Objective: Traumatic brain injury (TBI) is a heterogeneous disease with multiple neurological deficits that evolve over time. It is also associated with an increased incidence of neurodegenerative diseases. Accordingly, clinicians need better tools to predict a patient's long-term prognosis.

Methods: Diffusion-weighted and anatomical MRI data were collected from 17 adolescents (mean age = 15y8mo) with moderate-to-severe TBI and 19 healthy controls. Using a network diffusion model (NDM), we examined the effect of progressive deafferentation and gray matter thinning in young TBI patients. Moreover, using a novel automated inference method, we identified several injury epicenters in order to determine the neural degenerative patterns in each TBI patient.

Results: We were able to identify the subject-specific patterns of degeneration in each patient. In particular, the hippocampus, temporal cortices, and striatum were frequently found to be the epicenters of degeneration across the TBI patients. Orthogonal transformation of the predicted degeneration, using principal component analysis, identified distinct spatial components in the temporal-hippocampal network and the cortico-striatal network, confirming the vulnerability of these networks to injury. The NDM model, best predictive of the degeneration, was significantly correlated with time since injury, indicating that NDM can potentially capture the pathological progression in the chronic phase of TBI.

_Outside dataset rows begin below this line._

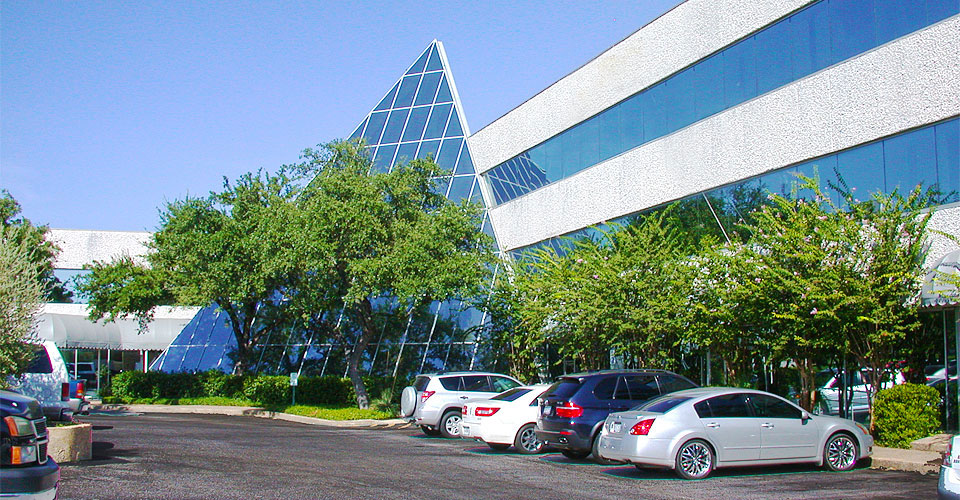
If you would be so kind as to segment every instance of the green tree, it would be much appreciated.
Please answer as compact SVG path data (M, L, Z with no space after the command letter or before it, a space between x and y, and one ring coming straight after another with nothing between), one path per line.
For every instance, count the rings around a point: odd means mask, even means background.
M30 359L35 320L43 300L36 251L15 228L0 227L0 386Z
M23 243L26 257L39 269L37 279L48 302L70 302L72 293L53 274L53 262L60 248L47 240L47 226L35 226L21 215L20 204L6 189L0 189L0 227L7 237Z

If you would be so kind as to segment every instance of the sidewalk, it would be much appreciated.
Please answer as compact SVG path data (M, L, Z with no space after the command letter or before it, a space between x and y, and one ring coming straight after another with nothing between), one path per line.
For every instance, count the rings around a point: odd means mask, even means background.
M352 429L404 429L413 427L412 424L399 418L388 420L325 420L322 418L303 417L287 413L276 413L255 406L203 406L203 405L94 405L92 412L126 412L126 413L193 413L206 415L250 416L272 418L287 422L297 422L307 425L323 425ZM943 439L927 438L933 443L927 443L923 450L901 450L899 448L873 447L872 469L899 470L919 472L920 474L937 474L940 471L940 462L943 460L941 446Z

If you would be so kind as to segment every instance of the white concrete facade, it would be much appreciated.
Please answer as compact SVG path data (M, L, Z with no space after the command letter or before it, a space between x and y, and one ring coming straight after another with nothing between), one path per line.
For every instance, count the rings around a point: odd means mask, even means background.
M50 229L47 239L60 247L55 268L83 269L84 265L94 261L109 262L121 256L143 257L147 254L151 235L146 231Z
M806 3L681 4L470 137L478 170L493 168ZM957 54L960 16L953 16L494 207L490 217L497 238L504 250L521 248L956 117ZM960 217L949 210L937 220L947 214Z

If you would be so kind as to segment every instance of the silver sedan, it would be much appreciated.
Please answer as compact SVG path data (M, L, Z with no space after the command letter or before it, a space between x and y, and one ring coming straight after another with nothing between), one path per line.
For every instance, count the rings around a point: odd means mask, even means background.
M703 479L717 467L815 463L852 469L873 452L858 423L813 416L770 393L729 387L674 392L603 424L600 456Z

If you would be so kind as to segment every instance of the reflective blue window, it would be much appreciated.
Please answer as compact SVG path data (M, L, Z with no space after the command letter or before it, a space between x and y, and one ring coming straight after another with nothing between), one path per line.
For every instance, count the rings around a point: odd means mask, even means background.
M388 172L393 166L393 154L397 152L397 145L380 146L377 148L377 156L373 160L374 172Z
M374 111L383 111L385 109L390 109L393 107L393 98L397 96L397 89L400 87L400 84L397 83L390 89L390 92L387 92L387 96L380 101L380 104L376 108L373 108Z
M459 137L463 135L463 127L460 126L460 117L456 113L450 114L450 124L447 125L447 133L444 137Z
M837 155L837 171L857 199L865 200L883 189L883 144L875 142ZM839 180L839 179L838 179Z
M553 182L958 11L957 0L815 2L523 154ZM596 150L581 130L594 126Z
M460 200L470 197L470 189L473 188L473 182L475 177L472 175L463 175L453 178L453 183L450 184L450 194L447 195L447 198L454 203L459 203Z
M440 83L440 76L443 73L427 73L423 75L423 81L420 82L420 90L417 91L417 100L415 105L433 104L433 98L437 95L437 84Z
M387 113L373 113L370 115L370 122L367 124L367 130L363 132L363 139L367 144L379 144L380 133L383 132L383 125L387 122Z
M917 184L937 184L936 142L932 127L883 141L885 191L907 195Z
M400 142L400 133L403 132L403 125L407 122L409 109L395 109L390 112L390 118L387 120L387 128L383 131L381 144L391 142Z
M430 47L427 47L427 50L423 51L423 54L420 55L420 58L417 59L417 62L413 63L413 66L410 66L407 74L412 75L414 73L423 73L423 67L427 65L427 57L429 56Z
M357 127L357 129L354 130L352 134L350 134L350 140L359 138L359 137L360 137L360 134L363 132L363 127L364 127L366 124L367 124L367 120L364 119L364 120L363 120L363 123L361 123L360 126Z
M440 80L440 90L437 91L437 102L451 102L453 94L450 93L450 85L447 84L447 78Z
M401 144L400 148L397 149L396 163L409 163L410 160L415 159L417 157L417 146L419 146L419 143L416 142Z
M473 160L470 159L470 150L464 146L460 151L460 161L457 162L457 174L473 174L476 170L473 168Z
M937 136L937 179L945 203L960 201L960 120L934 128Z
M423 135L423 127L427 125L427 117L430 116L430 107L413 108L410 111L410 119L407 120L407 128L403 131L404 141L419 141Z
M443 130L447 127L447 118L450 116L452 104L441 104L433 107L427 129L423 133L424 139L439 139L443 137Z
M423 141L420 143L420 151L417 152L417 158L437 158L437 150L440 149L440 141Z
M443 64L440 63L440 51L434 50L430 54L430 62L427 63L427 71L439 71L443 69Z
M440 146L440 154L437 155L437 165L444 170L453 172L457 166L457 158L460 157L460 144L463 139L446 139L443 146Z
M433 182L433 192L441 196L446 196L447 189L450 187L450 176L437 177Z
M397 92L397 100L393 107L402 108L413 104L413 96L417 93L417 87L420 85L420 75L411 75L403 77L400 83L400 90Z

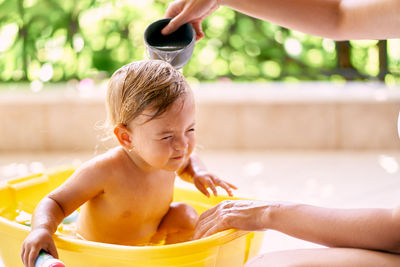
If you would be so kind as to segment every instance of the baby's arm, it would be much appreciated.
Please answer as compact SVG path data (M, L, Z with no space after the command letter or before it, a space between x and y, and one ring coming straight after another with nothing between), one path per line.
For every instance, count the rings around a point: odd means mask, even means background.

Interpretation: These findings suggest that network spread may help explain patterns of distant gray matter thinning, which would be consistent with Wallerian degeneration of the white matter connections (i.e., "diaschisis") from diffuse axonal injuries and multifocal contusive injuries, and the neurodegenerative patterns of abnormal protein aggregation and transmission, which are hallmarks of brain changes in TBI. NDM approaches could provide highly subject-specific biomarkers relevant for disease monitoring and personalized therapies in TBI.

Figure 1

Overview of the workflow.

Figure 2

Visual representation of injury epicenters in 17 TBI individuals, mapped on the Desikan‐Killiany atlas (available in FreeSurfer). The red regions correspond to the brain regions within the injury epicenters. Modeling the network diffusion from these seeds achieved the highest correlation between measured and predicted atrophy.

Figure 3

Scatterplots showing a linear association between predicted and measured atrophy in 17 subjects. Subject‐specific (represented by Subject ID (SID)) Pearson correlation coefficient values (R) and associated P values are provided within each scatterplot.

Figure 4

Patterns of injury epicenters. The first five principal components, explaining 68% of the variance, in the atrophy maps predicted by network diffusion modeling. Spatial maps corresponding to the coefficient of the corresponding eigenvectors (first to fifth), sorted from top (first eigenvector) to bottom (fifth eigenvector) are overlaid on a surface brain.

Figure 5

Scatter plot of the relationship between time since injury and coefficient of determination (r‐squared) between the measured atrophy and the predicted atrophy. The scatterplot represents the residuals obtained after controlling for the effect of age.